Reference: California’s Growing Cultural Blacklist – WSJ
The woke and virtuous “leaders” of California have taken it upon themselves to bar the use of state funds for government travel to Texas, Florida, Oklahoma, Arkansas, Florida, Montana, North Dakota and West Virginia. Why? Because those states are insufficiently woke and have state laws with which California disagrees. With Texas, for example, it is “because the state’s religious-freedom legislation allows religious foster-care providers to decline to place children with same-sex couples,” which apparently is anathema to the Left Coast politicos. This is despite the fact that the Supreme Court just recently ruled unanimously that such laws are constitutional. “Four of the five states added this week were targeted because of policies on transgender athletes in school sports.” It’s like the First Amendment’s protection for the free exercise of one’s religion doesn’t exist in California.
According to the Wall Street Journal, “[t]he state-funded travel ban has disrupted academic exchange between universities and travel by legislators, though naturally it contains an exemption for California to conduct ‘revenue collection.’ As more states are targeted and impose their own restrictions on California (as Oklahoma already has), the economic and political harm will compound.”
While likely there are work-arounds for some of this, like using grant and other non-government money for such travel, where does it end? Pretty soon California will be banning companies who do business in those states, banning packages originating in those states, banning sports teams from those states, etc. Don’t laugh – remember that knee-jerk Major League Baseball reaction to Georgia voting laws. They moved the game to Colorado. MLB isn’t the government, of course, but the wokeness and virtue-signaling driving these decisions is identical.

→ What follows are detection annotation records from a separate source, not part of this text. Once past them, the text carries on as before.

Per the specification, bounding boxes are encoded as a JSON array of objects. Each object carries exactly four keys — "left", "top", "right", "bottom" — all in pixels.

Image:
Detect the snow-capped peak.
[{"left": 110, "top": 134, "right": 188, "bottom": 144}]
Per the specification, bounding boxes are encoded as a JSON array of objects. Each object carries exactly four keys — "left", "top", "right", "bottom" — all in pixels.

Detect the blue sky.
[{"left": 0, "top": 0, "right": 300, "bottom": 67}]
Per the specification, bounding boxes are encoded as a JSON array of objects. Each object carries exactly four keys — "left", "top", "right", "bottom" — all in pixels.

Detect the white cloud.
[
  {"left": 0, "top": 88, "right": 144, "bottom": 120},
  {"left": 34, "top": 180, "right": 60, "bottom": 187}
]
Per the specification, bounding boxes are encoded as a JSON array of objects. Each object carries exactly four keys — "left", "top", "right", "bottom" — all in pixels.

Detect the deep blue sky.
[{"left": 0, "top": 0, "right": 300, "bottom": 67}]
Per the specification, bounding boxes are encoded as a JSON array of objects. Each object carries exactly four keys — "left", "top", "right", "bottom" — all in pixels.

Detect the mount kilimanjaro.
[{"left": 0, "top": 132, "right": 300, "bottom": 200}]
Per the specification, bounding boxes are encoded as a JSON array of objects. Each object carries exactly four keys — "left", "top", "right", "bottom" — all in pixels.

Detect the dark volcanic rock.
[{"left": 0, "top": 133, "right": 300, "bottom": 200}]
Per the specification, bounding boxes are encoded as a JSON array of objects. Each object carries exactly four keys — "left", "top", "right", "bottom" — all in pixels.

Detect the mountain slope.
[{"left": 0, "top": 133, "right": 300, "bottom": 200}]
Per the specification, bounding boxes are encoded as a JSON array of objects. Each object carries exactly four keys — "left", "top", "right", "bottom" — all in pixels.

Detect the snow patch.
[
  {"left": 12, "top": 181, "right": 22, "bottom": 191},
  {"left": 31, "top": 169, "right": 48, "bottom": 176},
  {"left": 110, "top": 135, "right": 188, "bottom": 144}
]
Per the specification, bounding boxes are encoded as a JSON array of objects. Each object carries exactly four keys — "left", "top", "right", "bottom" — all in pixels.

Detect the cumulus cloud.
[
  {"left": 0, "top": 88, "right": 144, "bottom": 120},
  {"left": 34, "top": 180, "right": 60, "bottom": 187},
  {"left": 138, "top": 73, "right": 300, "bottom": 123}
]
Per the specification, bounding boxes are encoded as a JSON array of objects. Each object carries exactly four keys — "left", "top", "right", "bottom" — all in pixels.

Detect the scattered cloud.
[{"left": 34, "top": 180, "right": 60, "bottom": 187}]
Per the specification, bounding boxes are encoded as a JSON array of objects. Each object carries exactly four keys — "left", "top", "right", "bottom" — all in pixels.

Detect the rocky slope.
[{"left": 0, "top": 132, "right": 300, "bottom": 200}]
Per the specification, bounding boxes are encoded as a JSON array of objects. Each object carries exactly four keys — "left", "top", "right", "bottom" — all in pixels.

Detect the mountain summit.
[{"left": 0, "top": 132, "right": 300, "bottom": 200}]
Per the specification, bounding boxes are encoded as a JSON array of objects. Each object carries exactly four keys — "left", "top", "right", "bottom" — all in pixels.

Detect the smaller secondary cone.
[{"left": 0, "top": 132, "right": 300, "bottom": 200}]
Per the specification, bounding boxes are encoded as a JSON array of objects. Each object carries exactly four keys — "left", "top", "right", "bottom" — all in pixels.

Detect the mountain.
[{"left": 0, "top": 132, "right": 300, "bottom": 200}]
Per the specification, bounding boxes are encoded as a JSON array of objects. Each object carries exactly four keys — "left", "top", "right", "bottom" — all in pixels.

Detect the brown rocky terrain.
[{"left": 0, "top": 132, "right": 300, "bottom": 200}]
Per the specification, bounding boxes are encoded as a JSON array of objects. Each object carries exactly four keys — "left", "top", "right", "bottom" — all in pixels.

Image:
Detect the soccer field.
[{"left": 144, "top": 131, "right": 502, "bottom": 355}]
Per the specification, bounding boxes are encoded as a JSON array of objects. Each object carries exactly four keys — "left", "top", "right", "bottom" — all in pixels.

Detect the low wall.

Frankly, this is childish and the petty tit-for-tat is not going to do anyone any good in the end. For California, or any state, to be attempting to dictate social policy to other states is the classic double-edged sword precedent that wiser people would think twice about before endorsing.
But despite California thinking it is the big fish in the big pond and can dictate to the rest of us, the fact is to the rest of us California effectively is a foreign country. Not for nothing do some of us fervently wish that the state would just crack off from the rest of the states and subside deep into the Pacific. It is apparently happening over time due to plate tectonics, but nowhere near quick enough to save the rest of us. If California wants to be a sovereign republic, then we vote to let it secede, please!
While the money at stake is pretty minimal, right now anyway, this situation threatens to devolve into woke war between the states. We respectfully suggest that these types of attempted intrusions into other states’ affairs is not consistent with various parts of the U. S. Constitution, not the least of which is the Commerce Clause.